The abstract of the patent application describes a method for training an autoencoder to predict 3D pose labels using simulation data. The simulation data is extracted from a simulated environment that represents the deployment environment of a 3D pose estimator. Assets such as 3D models, textures, and deployment parameters are used to mimic the deployment environment. The autoencoder is trained to predict a segmentation image that is invariant to occlusions and exclude areas of the input image corresponding to object appendages. Additionally, a GAN is used to adapt the 3D pose to unlabeled real-world data by predicting whether the output of the 3D pose estimator is generated from real-world or simulated data.
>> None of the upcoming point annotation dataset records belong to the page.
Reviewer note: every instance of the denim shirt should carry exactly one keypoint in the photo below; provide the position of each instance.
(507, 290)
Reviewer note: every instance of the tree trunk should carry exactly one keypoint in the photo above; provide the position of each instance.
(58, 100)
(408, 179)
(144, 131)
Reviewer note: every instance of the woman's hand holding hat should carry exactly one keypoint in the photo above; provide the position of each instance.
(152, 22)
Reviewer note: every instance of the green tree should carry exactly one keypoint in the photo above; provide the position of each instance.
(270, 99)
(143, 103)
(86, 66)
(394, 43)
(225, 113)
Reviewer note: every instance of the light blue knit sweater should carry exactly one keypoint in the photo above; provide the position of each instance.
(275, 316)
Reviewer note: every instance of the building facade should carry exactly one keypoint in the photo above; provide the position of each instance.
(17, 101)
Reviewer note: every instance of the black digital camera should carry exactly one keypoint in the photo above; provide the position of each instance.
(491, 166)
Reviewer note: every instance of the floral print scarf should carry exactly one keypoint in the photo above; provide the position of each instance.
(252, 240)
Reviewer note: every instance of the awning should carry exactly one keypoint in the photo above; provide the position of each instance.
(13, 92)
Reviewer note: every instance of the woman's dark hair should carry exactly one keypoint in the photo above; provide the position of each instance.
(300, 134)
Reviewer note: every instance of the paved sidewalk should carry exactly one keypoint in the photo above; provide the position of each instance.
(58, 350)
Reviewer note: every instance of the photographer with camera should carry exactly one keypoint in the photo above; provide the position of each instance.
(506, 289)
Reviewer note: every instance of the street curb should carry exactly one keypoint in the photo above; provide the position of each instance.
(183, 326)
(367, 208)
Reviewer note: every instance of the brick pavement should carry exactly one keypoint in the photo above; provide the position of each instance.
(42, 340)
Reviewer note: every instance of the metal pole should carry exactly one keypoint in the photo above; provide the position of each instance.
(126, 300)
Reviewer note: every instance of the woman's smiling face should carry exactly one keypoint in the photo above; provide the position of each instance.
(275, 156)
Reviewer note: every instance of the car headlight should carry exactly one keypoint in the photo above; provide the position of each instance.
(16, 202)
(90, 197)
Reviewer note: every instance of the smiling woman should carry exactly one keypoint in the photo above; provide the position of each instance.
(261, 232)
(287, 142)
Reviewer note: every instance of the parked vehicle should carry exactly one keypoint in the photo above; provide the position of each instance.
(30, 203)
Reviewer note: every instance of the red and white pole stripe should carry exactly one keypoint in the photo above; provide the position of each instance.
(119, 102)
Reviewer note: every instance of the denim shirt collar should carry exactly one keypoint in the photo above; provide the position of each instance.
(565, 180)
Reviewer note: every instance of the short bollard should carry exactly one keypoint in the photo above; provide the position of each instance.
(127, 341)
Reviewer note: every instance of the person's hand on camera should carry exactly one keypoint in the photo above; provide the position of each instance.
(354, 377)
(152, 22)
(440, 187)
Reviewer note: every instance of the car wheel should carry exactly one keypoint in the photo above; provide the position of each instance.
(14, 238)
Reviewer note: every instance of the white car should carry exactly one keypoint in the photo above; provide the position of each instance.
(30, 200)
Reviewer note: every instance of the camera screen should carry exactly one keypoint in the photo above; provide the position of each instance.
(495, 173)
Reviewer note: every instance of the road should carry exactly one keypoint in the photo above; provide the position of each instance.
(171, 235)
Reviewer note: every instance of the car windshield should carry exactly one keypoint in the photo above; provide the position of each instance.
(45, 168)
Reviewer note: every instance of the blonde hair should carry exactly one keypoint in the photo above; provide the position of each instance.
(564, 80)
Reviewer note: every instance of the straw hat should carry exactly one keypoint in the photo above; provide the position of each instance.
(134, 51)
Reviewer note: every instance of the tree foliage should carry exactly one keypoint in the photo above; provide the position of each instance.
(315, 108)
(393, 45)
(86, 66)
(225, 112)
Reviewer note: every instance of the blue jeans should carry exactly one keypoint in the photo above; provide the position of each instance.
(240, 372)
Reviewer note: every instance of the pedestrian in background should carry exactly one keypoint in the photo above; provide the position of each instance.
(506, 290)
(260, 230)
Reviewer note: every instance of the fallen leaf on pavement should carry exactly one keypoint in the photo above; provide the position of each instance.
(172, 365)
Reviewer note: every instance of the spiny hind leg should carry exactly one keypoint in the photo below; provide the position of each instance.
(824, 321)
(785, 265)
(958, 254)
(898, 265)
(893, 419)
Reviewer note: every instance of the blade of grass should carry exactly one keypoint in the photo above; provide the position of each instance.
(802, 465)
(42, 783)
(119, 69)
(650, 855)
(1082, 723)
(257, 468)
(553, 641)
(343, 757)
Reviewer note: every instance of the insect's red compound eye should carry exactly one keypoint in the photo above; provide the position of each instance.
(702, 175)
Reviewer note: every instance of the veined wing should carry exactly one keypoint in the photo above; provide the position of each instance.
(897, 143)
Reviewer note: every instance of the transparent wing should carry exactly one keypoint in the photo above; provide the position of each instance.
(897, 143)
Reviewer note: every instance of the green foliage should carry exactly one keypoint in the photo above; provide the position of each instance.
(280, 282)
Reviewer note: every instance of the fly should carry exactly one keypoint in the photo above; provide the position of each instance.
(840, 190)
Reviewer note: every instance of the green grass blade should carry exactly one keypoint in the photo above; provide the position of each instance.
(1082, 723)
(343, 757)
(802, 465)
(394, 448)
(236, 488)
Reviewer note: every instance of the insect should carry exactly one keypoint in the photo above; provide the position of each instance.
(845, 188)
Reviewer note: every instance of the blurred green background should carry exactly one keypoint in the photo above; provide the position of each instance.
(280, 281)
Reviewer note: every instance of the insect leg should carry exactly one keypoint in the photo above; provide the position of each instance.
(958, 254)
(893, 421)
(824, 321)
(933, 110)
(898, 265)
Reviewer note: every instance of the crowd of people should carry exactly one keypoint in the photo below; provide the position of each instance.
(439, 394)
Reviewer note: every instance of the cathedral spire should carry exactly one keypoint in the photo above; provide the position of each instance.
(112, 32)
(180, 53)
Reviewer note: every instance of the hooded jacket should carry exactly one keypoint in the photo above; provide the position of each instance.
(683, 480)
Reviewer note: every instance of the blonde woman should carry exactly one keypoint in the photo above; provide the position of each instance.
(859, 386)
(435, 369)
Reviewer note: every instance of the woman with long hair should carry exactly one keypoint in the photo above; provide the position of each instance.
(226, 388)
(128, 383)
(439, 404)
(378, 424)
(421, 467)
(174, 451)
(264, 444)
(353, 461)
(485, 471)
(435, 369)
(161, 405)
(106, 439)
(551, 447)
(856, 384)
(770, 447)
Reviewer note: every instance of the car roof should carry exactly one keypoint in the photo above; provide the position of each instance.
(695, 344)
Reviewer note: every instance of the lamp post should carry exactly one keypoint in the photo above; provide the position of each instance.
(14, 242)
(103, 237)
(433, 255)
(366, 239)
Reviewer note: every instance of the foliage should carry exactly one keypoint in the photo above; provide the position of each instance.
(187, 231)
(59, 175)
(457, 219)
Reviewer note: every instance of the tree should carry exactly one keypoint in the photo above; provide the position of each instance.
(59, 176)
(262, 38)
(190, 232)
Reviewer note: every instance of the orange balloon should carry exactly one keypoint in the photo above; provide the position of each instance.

  • An autoencoder is trained to predict 3D pose labels using simulation data.
  • Simulation data is extracted from a simulated environment representing the deployment environment of a 3D pose estimator.
  • Assets like 3D models, textures, and deployment parameters are used to mimic the deployment environment.
  • The autoencoder predicts a segmentation image that is invariant to occlusions.
  • Areas of the input image corresponding to object appendages are excluded from the prediction.
  • A GAN is used to adapt the 3D pose to unlabeled real-world data.
  • The GAN predicts whether the output of the 3D pose estimator is from real-world or simulated data.

Potential Applications

  • Improving the accuracy and robustness of 3D pose estimation in real-world scenarios.
  • Training 3D pose estimators using simulated data before deployment in real-world environments.
  • Enhancing the performance of computer vision systems in object recognition and tracking.

Problems Solved

  • Overcoming the limitations of training 3D pose estimators solely on real-world data.
  • Addressing occlusion challenges in 3D pose estimation.
  • Improving the generalization of 3D pose estimators to different deployment scenarios.

Benefits

  • Increased accuracy and reliability of 3D pose estimation in real-world applications.
  • Cost-effective training of 3D pose estimators using simulated data.
  • Improved adaptability of 3D pose estimators to various deployment conditions.


Original Abstract Submitted

an autoencoder may be trained to predict 3d pose labels using simulation data extracted from a simulated environment, which may be configured to represent an environment in which the 3d pose estimator is to be deployed. assets may be used to mimic the deployment environment such as 3d models or textures and parameters used to define deployment scenarios and/or conditions that the 3d pose estimator will operate under in the environment. the autoencoder may be trained to predict a segmentation image from an input image that is invariant to occlusions. further, the autoencoder may be trained to exclude areas of the input image from the object that correspond to one or more appendages of the object. the 3d pose may be adapted to unlabeled real-world data using a gan, which predicts whether output of the 3d pose estimator was generated from real-world data or simulated data.